A uniform solid sphere with radius R produces a gravitational acceleration a(g) on its surface. At what two distances from the center of the sphere is the gravitational acceleration a(g)/3?

I know that gravitational acceleration = GM/r^2, and that on the surface of the sphere, a(g) = (4 pi G rho /3)R. Beyond that...I'm kinda stumped. (I managed to find an explanation of this somewhere, but it didn't really help. I get that you can replace (4 pi G rho/3) with a constant, but...)

 

[Tide]

You should realize or be able to figure out that

g(r) = g_0 \left(\frac {R}{r} \right)^2

when r > R and

g(r) = g_0 \frac {r}{R}

when r < R.

 

[quasar987]

One of the position is going to be outside the sphere and the other is going to be inside.

For outside: One of the distance is going to be outside the sphere because the gravitationnal force, and therefor the gravitationnal field (=F/m) decreases continuously with the distance. So there must be a distance r_1 &gt;R somewhere where the field is g/3.

We know MG/R^2 = g, and we want to find r_1 such that MG/r_{1}^2 = g/3 = MG/3R^2. Solve for r_1.


For inside: You have to know that a shell of uniform matter density produces no net gravitationnal field inside of it.
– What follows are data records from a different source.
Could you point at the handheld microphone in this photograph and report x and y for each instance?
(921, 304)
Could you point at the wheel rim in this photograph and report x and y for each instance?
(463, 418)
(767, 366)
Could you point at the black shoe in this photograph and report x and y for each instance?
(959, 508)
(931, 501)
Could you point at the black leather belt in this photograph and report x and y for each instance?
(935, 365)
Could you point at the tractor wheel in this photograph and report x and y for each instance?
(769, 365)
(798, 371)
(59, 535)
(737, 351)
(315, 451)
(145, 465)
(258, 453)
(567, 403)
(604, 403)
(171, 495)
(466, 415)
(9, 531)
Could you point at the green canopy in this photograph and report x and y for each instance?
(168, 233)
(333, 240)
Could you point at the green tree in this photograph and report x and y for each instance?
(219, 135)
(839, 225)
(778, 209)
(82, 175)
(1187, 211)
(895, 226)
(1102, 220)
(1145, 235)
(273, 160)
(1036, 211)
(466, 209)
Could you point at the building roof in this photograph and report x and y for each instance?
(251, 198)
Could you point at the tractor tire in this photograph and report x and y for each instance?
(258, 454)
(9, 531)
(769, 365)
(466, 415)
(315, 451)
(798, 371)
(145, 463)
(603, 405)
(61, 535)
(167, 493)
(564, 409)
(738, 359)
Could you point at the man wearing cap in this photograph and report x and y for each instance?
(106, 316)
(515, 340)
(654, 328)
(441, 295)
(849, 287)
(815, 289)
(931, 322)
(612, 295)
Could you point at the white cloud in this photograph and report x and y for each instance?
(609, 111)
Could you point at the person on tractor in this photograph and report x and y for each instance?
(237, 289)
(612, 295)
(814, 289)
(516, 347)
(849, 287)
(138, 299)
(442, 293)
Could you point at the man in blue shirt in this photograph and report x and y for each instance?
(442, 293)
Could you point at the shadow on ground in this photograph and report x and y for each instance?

With that in mind, you can regard a point a distance r_2 inside a uniform sphere as being inside a shell of thickness R-r_2 and at the surface of a sphere of radius r_2. Therefor, only the matter of the sphere exerts a net gravitationnal force at r_2. You must also know that a sphere of uniform density produces the exact same gravitationnal field at every distance at its surface (and beyond) as a point particle located at its center would. Work out a formula for the mass of the sphere. How does it relate to M? Solved for r_2 just like for outside.